Memories Of Model Town - Lahore

Qasim Khan Lahore

by Parkash Tandon

FOR the first generation of professional men in the Punjab it had been the natural thing after retirement to go back to the place they came from, and spend their last years as respected elder, village or small town society. But father’s generation had grown away from their background, for them it was a question to find a congenial place to settle down. While I was still in England my father retired from service, and built himself a house in Model Town, a suburb six miles out of Lahore.

Model Town was a place, the like of which had never been and will never be seen again. It was almost entirely populated by retired government officials, who all addressed each other as Rai Sahib, Rai Bahadur, Khan Sahib or Khan Bahadur, Sardar Sahib or Sardar Bahadur.

Somebody had conceived the idea in 1925 of acquiring a big tract of jungle wasteland, a few miles out of Lahore, dividing it up into plots, and constituting it as The Model Town Co-operative Society. Everyone who bought a plot became a member with a vote in the Society. The plan of the town was completely geometrical. It had a series of concentric circular roads, crossed by four main roads at right angles, and smaller roads in between, all beginning from the inner circle and dividing the area into equal segments. The roads had no name, but the blocks were alphabetically numbered, so that our address was 12G while the house opposite was 12F. To the old school of thought this was quite enough to paint on the gate.

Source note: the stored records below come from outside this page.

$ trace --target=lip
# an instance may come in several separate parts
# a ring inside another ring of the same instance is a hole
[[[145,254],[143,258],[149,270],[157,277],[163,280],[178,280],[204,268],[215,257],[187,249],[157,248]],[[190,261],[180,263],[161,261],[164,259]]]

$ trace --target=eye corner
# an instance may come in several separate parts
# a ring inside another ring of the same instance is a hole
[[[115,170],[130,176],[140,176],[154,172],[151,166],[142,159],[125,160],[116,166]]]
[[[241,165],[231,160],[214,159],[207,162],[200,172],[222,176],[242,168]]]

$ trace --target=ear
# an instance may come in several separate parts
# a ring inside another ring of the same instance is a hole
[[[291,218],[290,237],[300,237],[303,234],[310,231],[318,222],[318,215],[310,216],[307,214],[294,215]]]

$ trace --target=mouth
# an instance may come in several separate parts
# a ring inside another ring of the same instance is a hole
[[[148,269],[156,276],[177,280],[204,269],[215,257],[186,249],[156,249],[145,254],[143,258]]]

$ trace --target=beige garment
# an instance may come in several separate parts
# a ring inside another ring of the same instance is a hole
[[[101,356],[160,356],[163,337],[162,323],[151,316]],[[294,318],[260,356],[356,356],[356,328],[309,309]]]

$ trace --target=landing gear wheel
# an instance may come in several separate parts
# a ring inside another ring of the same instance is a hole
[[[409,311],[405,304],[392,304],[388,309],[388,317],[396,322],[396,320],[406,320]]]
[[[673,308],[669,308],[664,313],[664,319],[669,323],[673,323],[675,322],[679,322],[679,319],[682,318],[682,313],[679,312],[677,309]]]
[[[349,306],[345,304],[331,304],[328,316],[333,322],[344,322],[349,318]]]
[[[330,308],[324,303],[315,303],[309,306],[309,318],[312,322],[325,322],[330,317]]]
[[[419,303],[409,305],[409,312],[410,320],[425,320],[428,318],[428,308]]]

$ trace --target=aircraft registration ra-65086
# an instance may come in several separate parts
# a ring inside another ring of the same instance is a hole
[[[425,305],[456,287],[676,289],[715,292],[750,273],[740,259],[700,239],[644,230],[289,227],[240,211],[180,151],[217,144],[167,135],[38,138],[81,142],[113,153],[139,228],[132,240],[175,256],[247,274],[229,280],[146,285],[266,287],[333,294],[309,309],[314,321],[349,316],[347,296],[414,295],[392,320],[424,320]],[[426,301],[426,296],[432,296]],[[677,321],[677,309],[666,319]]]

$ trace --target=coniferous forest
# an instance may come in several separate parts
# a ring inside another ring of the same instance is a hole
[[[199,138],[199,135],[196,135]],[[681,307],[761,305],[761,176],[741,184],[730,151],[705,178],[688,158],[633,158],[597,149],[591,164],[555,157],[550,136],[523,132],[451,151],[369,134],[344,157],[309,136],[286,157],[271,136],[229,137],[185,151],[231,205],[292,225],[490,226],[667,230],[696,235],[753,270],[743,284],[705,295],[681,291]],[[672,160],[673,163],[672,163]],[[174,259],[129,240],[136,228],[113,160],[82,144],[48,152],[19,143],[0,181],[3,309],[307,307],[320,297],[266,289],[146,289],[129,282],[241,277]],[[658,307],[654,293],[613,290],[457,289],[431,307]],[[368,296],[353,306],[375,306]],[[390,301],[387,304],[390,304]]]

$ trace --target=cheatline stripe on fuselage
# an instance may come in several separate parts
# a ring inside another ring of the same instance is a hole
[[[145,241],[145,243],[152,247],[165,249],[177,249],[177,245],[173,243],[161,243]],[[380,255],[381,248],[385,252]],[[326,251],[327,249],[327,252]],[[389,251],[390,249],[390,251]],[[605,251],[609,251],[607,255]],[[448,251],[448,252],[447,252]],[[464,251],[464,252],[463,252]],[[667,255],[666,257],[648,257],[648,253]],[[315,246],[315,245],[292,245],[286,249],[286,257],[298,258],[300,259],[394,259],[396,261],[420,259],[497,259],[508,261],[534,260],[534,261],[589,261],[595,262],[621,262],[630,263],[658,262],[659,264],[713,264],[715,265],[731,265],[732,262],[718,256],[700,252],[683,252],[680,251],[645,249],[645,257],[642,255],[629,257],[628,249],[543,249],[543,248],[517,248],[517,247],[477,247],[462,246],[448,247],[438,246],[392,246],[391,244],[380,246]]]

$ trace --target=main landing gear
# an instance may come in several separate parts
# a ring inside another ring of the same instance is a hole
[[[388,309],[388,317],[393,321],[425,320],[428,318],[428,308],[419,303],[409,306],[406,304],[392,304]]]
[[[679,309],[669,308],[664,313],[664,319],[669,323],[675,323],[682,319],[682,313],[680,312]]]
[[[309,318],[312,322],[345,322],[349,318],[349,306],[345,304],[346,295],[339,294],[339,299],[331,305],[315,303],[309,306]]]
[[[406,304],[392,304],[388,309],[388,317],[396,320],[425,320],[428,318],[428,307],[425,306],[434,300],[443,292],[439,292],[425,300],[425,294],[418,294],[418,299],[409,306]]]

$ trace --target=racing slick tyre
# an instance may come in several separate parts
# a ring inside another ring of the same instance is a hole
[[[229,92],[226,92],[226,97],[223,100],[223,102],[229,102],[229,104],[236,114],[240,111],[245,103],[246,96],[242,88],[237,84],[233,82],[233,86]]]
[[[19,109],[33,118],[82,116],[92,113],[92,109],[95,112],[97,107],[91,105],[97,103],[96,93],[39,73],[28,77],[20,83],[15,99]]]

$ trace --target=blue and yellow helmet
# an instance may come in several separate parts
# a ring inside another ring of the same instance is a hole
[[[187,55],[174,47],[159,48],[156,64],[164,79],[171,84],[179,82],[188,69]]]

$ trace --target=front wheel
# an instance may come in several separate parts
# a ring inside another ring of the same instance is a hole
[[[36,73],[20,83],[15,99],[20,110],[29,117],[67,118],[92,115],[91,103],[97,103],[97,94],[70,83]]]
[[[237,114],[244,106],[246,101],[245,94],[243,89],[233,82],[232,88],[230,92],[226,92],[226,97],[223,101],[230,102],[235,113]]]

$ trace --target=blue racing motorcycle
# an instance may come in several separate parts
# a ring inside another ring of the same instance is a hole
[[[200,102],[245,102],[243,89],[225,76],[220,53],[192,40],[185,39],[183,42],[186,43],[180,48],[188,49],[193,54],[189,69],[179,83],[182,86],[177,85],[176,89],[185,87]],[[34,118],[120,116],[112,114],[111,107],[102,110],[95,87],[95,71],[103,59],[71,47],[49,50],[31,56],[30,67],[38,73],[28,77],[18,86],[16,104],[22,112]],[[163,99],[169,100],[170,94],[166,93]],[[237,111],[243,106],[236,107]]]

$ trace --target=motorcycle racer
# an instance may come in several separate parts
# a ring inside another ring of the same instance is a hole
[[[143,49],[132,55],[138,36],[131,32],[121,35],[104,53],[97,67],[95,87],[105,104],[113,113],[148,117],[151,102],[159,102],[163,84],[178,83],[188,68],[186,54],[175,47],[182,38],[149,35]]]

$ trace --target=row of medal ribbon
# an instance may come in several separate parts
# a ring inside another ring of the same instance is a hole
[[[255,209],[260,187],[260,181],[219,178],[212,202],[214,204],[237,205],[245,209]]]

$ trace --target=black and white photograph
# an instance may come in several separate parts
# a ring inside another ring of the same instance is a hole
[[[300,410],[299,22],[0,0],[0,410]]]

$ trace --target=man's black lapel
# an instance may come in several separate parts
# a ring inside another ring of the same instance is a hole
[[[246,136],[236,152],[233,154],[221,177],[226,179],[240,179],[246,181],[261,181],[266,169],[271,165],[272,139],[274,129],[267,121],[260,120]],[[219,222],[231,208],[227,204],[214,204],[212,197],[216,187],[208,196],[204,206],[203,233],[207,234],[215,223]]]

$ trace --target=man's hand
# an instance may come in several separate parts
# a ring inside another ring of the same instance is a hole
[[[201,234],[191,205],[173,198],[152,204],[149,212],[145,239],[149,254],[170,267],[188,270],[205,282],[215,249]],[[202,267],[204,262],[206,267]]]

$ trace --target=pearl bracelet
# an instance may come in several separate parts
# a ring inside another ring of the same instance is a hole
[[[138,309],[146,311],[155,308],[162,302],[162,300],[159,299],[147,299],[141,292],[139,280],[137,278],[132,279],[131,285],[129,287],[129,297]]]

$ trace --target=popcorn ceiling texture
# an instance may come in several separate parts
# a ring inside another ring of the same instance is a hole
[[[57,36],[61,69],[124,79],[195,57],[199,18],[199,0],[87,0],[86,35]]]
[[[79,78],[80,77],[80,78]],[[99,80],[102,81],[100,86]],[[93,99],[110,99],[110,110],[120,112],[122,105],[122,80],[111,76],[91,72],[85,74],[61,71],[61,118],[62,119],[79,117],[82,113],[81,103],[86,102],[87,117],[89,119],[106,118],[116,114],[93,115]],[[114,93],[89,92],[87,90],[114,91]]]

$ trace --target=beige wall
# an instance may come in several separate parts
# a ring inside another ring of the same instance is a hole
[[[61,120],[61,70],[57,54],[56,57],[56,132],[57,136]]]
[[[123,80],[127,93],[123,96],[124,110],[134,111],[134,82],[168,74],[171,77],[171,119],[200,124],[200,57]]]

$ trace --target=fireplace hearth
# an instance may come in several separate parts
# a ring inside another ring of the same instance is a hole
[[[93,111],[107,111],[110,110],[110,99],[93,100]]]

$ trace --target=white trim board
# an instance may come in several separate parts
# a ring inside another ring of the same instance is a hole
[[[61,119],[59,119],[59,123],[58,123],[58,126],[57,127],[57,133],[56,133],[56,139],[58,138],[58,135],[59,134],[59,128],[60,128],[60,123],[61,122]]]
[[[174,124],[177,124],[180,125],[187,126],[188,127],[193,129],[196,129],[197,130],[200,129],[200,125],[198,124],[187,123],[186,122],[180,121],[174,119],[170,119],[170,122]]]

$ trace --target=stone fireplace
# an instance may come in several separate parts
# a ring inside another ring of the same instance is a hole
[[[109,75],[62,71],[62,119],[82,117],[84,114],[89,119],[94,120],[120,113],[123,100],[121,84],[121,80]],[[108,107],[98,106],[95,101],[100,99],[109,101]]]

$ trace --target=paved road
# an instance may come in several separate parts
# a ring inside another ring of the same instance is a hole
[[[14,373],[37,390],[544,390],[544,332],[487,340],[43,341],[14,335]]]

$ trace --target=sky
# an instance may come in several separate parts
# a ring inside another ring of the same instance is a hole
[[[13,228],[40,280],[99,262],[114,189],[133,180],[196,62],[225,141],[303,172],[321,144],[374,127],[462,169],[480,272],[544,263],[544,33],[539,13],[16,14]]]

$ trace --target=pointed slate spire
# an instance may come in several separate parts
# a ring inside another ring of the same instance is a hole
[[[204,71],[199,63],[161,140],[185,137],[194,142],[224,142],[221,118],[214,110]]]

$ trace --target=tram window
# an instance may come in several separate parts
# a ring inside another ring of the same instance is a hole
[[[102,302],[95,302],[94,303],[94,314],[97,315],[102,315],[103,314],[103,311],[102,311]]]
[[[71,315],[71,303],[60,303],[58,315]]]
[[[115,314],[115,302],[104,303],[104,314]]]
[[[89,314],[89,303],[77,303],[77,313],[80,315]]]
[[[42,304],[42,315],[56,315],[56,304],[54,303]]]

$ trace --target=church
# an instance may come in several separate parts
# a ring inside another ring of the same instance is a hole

Later arrivals started giving their homes poetical names.

The big circular area in the middle was common property and traversed only by footpaths. Only thorny shrubs grew there, but it was intended to become a public park. On its periphery were marked the sites for library, school, barat ghar for housing wedding parties, and other public institutions. Only the club, the hospital and dispensary, and the women’s club had been built so far. There were several private schools. Special areas were set apart for markets and shops. There were a mosque and a temple, perhaps the most attractive examples of modem religious architecture I have seen in India, and a Sikh Gurdwara. For practical measure there were also cremation and burial grounds.